Publications and journalists have gone through a crisis of confidence in recent years. Pressured by contracting ad revenue, many writers have forced to redefine their role in the social space. "We've been trained to rethink everything," said Lauerman of the predicament, "even if it leads to producing useless information at the behest of people whose only contribution to the marketplace of ideas has been to sneer at it, shrink it, and dumb it down."
Lauerman's frustration is not unique. In Page One: Inside the New York Times, a documentary film out last summer, Carr lobbies a similar -- if not more direct -- accusation at Shane Smith, co-founder of Vice magazine.
Salon, like the Times, has taken a tack opposite of lowest-common denominator journalism: "We've also -- completely against the trend -- slowed down our process.
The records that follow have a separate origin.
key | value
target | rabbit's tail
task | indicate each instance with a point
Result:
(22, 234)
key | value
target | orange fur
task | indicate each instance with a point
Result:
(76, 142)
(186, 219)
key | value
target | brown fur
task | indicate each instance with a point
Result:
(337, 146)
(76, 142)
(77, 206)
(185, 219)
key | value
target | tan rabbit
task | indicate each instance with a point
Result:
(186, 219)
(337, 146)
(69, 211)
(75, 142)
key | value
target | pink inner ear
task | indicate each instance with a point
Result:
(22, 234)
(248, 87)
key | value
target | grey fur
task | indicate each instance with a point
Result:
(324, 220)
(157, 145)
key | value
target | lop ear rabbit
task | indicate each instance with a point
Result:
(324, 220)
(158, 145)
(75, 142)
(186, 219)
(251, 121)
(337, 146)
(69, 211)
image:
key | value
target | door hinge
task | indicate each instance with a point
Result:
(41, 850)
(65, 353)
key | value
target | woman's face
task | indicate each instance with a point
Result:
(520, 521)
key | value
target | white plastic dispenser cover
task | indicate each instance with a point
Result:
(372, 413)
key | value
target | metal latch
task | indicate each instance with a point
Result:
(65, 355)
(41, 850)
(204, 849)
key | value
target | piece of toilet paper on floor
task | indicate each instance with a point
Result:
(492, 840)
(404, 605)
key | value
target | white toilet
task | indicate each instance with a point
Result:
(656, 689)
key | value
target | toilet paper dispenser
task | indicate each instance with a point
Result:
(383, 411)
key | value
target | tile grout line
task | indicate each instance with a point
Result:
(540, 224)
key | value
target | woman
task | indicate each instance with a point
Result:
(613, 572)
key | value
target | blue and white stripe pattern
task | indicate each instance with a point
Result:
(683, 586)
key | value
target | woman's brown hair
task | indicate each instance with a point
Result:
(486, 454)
We've tried to work longer on stories for greater impact, and publish fewer quick-takes that we know you can consume elsewhere."
According to Lauerman's letter, investing in quality journalism is paying off. In the last few months, Salon reduced the number of posts it published by one-third (from 848 to 572 in December; 943 to 602 in January). During that same time, traffic rose by 40 percent. "It sounds simple, maybe obvious, but: We've gone back to our primary mission and have been focusing on originality. And it's working."